Meter showing unhealthy air quality in Holyoke

Holyoke Public Schools is taking precautions for students and staff who may be sensitive to poor air quality in the region as a result of wildfires in Canada and elsewhere in the country. That poor air quality is expected to persist at least through tomorrow.

Among those precautions are inside recess periods or shortened outside recess for students to reduce their exposure. School staff are also monitoring students, especially those with known respiratory conditions, and are referring these individuals to the school’s nurse as necessary.

Health officials recommend reducing time outside for any individual who feels symptoms such as throat irritation or difficult breathing, she said. 

“About one-fourth of our students have been diagnosed with asthma,” said HPS Director of Health, Wellness, and Nursing Cynthia Carbone. “They would be among those who could be affected by the particulates—especially fine particulates—that are in the air because of the wildfires.”

Air quality in Holyoke has improved since yesterday, with ozone and nitrogen oxide levels reported a return to excellent as of this morning, Wednesday, June 7. Worse air quality was reported to the west of Holyoke, with Springfield showing unhealthy air-quality levels as of this morning.

More information is available on the website, including an interactive map that shows air quality information by zip code, based on the official U.S. Air Quality Index (AQI). 

For a detailed air-quality fire and smoke map in real time, please refer to this link, where you can zoom in to see specific areas or zoom out to see the full United States and Canada, or more.

The website provided the following guidance:

People with heart or lung disease, older adults, children and teens – take any of these steps to reduce your exposure:

  • Avoid strenuous outdoor activities.

  • Keep outdoor activities short.

  • Consider moving physical activities indoors or rescheduling them.

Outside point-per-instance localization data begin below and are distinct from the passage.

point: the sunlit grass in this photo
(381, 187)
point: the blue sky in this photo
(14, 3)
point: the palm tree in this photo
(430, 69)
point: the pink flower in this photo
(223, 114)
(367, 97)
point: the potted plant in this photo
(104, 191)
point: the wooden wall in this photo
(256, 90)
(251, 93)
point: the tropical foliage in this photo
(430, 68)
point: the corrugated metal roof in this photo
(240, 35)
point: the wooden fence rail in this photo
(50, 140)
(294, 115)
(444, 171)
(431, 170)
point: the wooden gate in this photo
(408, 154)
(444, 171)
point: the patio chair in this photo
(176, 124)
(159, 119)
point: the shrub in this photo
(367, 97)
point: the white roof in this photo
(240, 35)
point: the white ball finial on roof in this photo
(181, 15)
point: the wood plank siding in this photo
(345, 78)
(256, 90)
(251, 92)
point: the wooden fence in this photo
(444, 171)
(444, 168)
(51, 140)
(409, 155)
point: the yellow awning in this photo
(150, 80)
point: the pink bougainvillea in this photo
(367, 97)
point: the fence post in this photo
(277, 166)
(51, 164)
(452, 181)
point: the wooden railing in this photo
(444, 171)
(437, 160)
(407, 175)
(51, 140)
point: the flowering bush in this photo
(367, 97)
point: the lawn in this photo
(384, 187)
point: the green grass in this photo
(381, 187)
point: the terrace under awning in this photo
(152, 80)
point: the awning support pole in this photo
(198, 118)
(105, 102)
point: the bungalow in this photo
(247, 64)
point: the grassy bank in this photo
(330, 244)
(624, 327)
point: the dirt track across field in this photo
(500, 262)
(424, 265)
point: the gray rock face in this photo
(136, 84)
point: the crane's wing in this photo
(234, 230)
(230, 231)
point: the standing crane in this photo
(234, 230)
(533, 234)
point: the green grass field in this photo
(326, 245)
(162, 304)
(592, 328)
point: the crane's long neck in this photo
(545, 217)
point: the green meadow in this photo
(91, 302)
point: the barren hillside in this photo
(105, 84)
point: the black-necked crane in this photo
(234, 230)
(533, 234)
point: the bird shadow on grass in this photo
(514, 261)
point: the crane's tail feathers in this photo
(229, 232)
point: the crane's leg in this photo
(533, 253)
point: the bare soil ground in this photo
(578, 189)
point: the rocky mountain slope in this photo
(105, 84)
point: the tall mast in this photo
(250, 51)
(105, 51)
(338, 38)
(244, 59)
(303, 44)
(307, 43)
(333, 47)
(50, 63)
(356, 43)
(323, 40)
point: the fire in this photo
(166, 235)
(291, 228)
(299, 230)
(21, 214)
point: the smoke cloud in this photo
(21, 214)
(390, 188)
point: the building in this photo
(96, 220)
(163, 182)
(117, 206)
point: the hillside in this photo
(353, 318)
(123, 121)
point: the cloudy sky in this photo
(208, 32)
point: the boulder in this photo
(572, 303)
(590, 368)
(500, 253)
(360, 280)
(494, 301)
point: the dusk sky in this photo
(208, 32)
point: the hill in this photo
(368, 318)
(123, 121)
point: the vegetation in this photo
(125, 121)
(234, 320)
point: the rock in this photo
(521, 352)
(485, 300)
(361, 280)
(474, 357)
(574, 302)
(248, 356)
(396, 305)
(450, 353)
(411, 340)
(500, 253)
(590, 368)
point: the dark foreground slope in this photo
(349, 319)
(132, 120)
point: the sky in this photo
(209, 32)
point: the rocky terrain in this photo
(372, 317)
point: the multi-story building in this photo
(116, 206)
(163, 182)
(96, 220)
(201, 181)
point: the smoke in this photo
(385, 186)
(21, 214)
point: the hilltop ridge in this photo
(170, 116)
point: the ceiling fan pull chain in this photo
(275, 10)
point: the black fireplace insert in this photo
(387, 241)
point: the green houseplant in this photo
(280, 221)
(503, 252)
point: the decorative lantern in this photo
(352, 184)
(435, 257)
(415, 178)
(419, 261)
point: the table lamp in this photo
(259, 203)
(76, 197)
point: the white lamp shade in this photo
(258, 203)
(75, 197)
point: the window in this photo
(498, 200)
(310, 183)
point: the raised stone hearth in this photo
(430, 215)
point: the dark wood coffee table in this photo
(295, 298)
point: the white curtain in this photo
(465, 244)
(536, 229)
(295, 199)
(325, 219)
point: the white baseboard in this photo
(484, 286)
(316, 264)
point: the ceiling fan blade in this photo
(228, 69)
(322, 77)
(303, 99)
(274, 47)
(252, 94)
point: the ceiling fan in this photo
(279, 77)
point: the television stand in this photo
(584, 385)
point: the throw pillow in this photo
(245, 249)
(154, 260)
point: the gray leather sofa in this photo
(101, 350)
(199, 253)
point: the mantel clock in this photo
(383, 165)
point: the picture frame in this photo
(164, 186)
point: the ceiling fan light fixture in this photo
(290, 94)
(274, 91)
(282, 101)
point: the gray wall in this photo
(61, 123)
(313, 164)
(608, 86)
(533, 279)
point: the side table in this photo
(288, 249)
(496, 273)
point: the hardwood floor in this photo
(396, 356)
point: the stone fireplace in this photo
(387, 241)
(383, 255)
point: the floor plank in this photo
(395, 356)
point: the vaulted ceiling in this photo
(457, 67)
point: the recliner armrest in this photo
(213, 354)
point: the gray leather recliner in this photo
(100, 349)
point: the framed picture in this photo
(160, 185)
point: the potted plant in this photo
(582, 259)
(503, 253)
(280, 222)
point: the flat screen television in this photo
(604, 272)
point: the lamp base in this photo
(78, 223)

Everyone else – take any of these steps to reduce your exposure:

  • Choose less strenuous activities (like walking instead of running) so you don’t breathe as hard.

  • Shorten the amount of time you are active outdoors.

  • Be active outdoors when air quality is better.

Some additional guidance to consider from Yale School of Public Health Professor Krystal Pollitt:

  • Consider wearing a well-fitted N95 mask;
  • Keep windows and doors close when possible, and use fans and AC to stay cool to limit outdoor air from coming inside; and
  • Run a portable air cleaner to improve indoor air quality.